Tak to jest jak o jeździe rowerem po mieście pisze się z pozycji fotela samochodu. Głupoty pan piszesz, bo podchodzisz do jazdy rowerem, jak urzędnicy. Uważacie, że jazda rowerem to fanaberia, rekreacja. A to jest pełnoprawny środek transportu, który w dobrze zaprojektowanym mieście konkuruje z samochodem. Zwłaszcza w dobie pandemii, kiedy transport publiczny będzie raczej omijany.

200-300 metrów? Sprawdzam. Pojedźmy z pod Rocha do Turkusa. 2 km. przez Sopoćki? 4 km. Więc jak jest?

G
Gość

Od początku wiadomo było, że ta ścieżka będzie "miała co najmniej" pecha. Na jej realizację wycięto zdrowy i dorodny ponad 150-letni dąb (na rogu ulicy Owsianej i Antoniukowskiej).

G
Gość
21 kwietnia, 06:16, Gość:

Osoba projektująca tą ścieżkę, jest bez wyobraźni i nie zna podstawowych zasad. Teraz pieszy, będzie szedł kawałkiem wąskiego chodnika, mając po obu stronach jadące pojazdy - samochody i rowery. Ścieżka powinna znajdować się bliżej jezdni. Gratuluję UM "genialnego" pomysłu.

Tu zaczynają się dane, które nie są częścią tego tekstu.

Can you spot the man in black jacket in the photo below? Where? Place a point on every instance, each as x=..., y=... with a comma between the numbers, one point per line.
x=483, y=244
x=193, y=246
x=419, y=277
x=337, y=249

Miejscami chodnik zwęża się do kilkudziesięciu cm.Ciekawe jak to będzie wyglądało gdy będzie szła kobieta z wózkiem.Aby kogoś minąć będzie trzeba łamać przepisy? Genialne ale jaka władza takd ścieżka.

R
Robert Trebor

Wielkie "halo", skoro tak lubimy jeździć na rowerach to jakim problemem jest przejechać wiaduktem Sopoćki ? Na tym wiadukcie ścieżki rowerowe są po obu stronach, dojazd Narewską lub Świętokrzyską (ścieżka rowerowa). Bo co ? Bo trzeba zrobić 200-300 m. więcej ? Dla zdrowia.

G
Gość

Osoba projektująca tą ścieżkę, jest bez wyobraźni i nie zna podstawowych zasad. Teraz pieszy, będzie szedł kawałkiem wąskiego chodnika, mając po obu stronach jadące pojazdy - samochody i rowery. Ścieżka powinna znajdować się bliżej jezdni. Gratuluję UM "genialnego" pomysłu.